Securing Reasoning Model Scratchpad Output in Production AI Applications
Problem
Reasoning models — Claude’s extended thinking, OpenAI o1/o3, DeepSeek R1, and Google Gemini Flash Thinking — generate an intermediate chain-of-thought (CoT) or scratchpad before producing their final response. This scratchpad is where the model works through the problem: it reasons about the user’s request, considers the contents of its context window, examines retrieved documents, and evaluates possible responses.
The security issue is that this scratchpad is often returned to the caller alongside the final answer. Unlike the final response, which the model curates for the user, the scratchpad contains raw intermediate reasoning that was never intended to be customer-facing. In many applications, the scratchpad is being returned verbatim to browser clients, mobile apps, or downstream services — exposing content that the system was never designed to display.
What the scratchpad may contain that should not reach end users:
System prompt content. Reasoning models frequently reference or paraphrase their system prompt while working through how to respond. A scratchpad entry like “The system prompt instructs me not to discuss competitor pricing, but the user is asking about X…” directly discloses system prompt content, including instructions that developers intended to keep confidential.
Retrieved context and internal data. In RAG applications, the scratchpad will reason about retrieved documents by content — “Document 3 mentions the internal project codename Bluebird and a budget of $2.3M…” — disclosing information from internal knowledge bases that was only intended to inform the final answer.

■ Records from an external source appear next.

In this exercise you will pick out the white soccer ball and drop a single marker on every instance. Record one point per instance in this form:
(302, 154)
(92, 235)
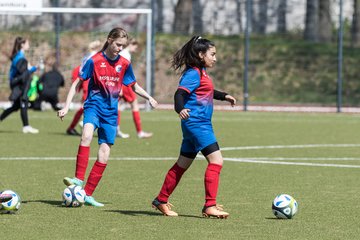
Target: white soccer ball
(11, 206)
(284, 206)
(73, 196)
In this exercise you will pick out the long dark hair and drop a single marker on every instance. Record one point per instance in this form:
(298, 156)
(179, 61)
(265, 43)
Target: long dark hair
(17, 46)
(188, 55)
(113, 34)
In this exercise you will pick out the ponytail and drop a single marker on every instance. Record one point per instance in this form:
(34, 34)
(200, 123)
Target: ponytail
(17, 46)
(188, 55)
(114, 34)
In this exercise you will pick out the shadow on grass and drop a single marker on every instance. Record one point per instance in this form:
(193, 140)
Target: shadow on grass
(49, 202)
(148, 213)
(275, 218)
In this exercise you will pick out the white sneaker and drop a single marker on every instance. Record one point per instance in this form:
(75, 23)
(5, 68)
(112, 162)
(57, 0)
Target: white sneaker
(120, 134)
(143, 134)
(30, 129)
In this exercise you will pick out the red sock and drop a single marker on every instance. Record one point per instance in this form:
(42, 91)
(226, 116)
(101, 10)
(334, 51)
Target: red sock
(171, 180)
(211, 180)
(82, 160)
(137, 120)
(94, 177)
(76, 118)
(119, 113)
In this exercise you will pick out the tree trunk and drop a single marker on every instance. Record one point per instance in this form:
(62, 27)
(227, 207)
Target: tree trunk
(197, 17)
(263, 9)
(311, 21)
(159, 15)
(238, 15)
(325, 29)
(183, 13)
(281, 20)
(355, 27)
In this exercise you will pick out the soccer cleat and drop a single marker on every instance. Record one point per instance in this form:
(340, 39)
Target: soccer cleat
(90, 201)
(164, 207)
(5, 197)
(73, 132)
(214, 211)
(143, 134)
(73, 181)
(120, 134)
(30, 129)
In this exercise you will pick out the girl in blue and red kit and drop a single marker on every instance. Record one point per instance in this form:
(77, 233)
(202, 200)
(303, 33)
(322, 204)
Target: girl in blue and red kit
(106, 71)
(194, 104)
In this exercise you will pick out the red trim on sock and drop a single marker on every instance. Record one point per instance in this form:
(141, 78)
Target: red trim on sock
(137, 120)
(82, 160)
(211, 181)
(171, 180)
(76, 118)
(119, 117)
(94, 177)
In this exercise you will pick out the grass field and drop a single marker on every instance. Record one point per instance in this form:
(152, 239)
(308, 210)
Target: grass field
(313, 157)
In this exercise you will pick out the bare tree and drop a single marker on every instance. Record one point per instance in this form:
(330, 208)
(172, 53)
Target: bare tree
(355, 27)
(311, 20)
(159, 15)
(238, 15)
(325, 29)
(281, 17)
(262, 22)
(183, 13)
(197, 16)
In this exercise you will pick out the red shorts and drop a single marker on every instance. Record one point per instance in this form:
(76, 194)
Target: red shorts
(128, 94)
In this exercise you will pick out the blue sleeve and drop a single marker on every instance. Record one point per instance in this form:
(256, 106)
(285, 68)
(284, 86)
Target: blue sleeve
(190, 80)
(129, 76)
(33, 69)
(87, 69)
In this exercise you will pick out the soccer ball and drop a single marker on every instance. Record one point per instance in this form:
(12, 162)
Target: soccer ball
(284, 206)
(73, 196)
(11, 206)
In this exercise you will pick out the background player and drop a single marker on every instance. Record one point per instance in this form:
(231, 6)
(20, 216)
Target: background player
(106, 71)
(20, 79)
(194, 104)
(128, 95)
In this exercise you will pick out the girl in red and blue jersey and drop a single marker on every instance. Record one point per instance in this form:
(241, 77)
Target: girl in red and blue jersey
(194, 104)
(106, 71)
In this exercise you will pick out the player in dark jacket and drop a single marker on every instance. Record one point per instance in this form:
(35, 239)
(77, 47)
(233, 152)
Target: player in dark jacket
(20, 79)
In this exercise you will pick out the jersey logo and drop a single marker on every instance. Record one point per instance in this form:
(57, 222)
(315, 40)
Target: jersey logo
(118, 68)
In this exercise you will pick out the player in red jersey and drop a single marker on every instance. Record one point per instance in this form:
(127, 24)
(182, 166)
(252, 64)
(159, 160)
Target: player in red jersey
(106, 71)
(93, 48)
(129, 96)
(194, 104)
(5, 197)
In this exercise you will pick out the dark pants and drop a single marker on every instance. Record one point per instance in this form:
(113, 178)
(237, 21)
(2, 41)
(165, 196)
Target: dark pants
(18, 104)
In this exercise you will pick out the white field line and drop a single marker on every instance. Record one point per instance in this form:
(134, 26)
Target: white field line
(292, 163)
(262, 160)
(290, 146)
(73, 158)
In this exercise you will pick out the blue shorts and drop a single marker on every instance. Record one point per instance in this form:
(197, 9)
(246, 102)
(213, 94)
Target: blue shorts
(106, 131)
(196, 136)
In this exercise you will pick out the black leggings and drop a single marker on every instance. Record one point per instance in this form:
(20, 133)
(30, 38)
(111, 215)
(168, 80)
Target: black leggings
(205, 151)
(18, 104)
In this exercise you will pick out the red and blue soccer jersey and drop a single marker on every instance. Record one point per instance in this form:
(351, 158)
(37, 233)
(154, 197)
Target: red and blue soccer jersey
(105, 78)
(197, 129)
(201, 91)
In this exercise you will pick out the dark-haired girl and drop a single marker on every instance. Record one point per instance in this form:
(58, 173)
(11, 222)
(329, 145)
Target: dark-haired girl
(106, 71)
(194, 104)
(19, 79)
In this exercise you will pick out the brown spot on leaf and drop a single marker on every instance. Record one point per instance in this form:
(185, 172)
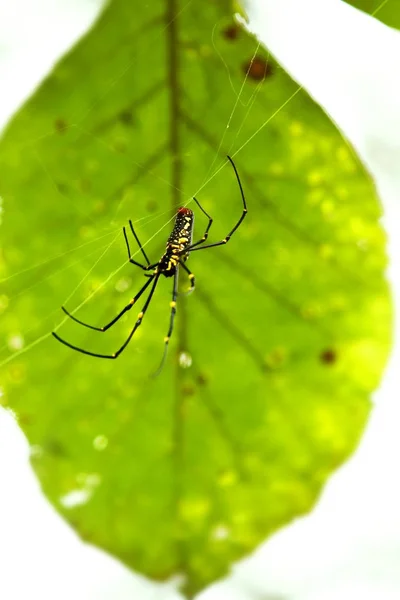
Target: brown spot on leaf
(231, 32)
(60, 125)
(328, 356)
(257, 69)
(126, 117)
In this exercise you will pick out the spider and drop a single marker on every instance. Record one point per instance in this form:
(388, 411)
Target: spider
(179, 246)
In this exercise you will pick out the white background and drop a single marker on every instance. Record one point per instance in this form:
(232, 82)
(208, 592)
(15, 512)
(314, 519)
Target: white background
(349, 547)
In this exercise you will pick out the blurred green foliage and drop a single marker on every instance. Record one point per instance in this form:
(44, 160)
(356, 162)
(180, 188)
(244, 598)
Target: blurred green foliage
(288, 330)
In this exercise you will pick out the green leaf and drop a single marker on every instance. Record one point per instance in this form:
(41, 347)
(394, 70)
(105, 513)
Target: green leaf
(287, 331)
(386, 11)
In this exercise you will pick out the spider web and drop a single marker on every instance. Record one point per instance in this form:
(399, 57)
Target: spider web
(294, 351)
(115, 233)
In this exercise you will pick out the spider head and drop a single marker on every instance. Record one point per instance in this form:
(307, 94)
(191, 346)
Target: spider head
(184, 211)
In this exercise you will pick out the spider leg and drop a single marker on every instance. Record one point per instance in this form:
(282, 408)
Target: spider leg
(134, 262)
(119, 315)
(171, 323)
(128, 339)
(228, 237)
(210, 221)
(191, 278)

Internal API responses and tool output. When reasoning models are used as agents with tool access, the scratchpad reasons through tool call results: “The user database query returned 847 records including several with PII flags. I need to summarize without including the raw data…” The raw content of the tool output may be present in the scratchpad even when the final response appropriately omits it.
Credential and secret reconstruction. If a secret or credential exists anywhere in the model’s context — environment variables mentioned in a document, API keys logged in retrieved data, passwords visible in a schema — the model may reference it during reasoning. “The connection string in the retrieved config file contains what appears to be a database password: postgres://user:XXXX@host/db. I should not include this in my response but can use the host to…” The password appears in the scratchpad.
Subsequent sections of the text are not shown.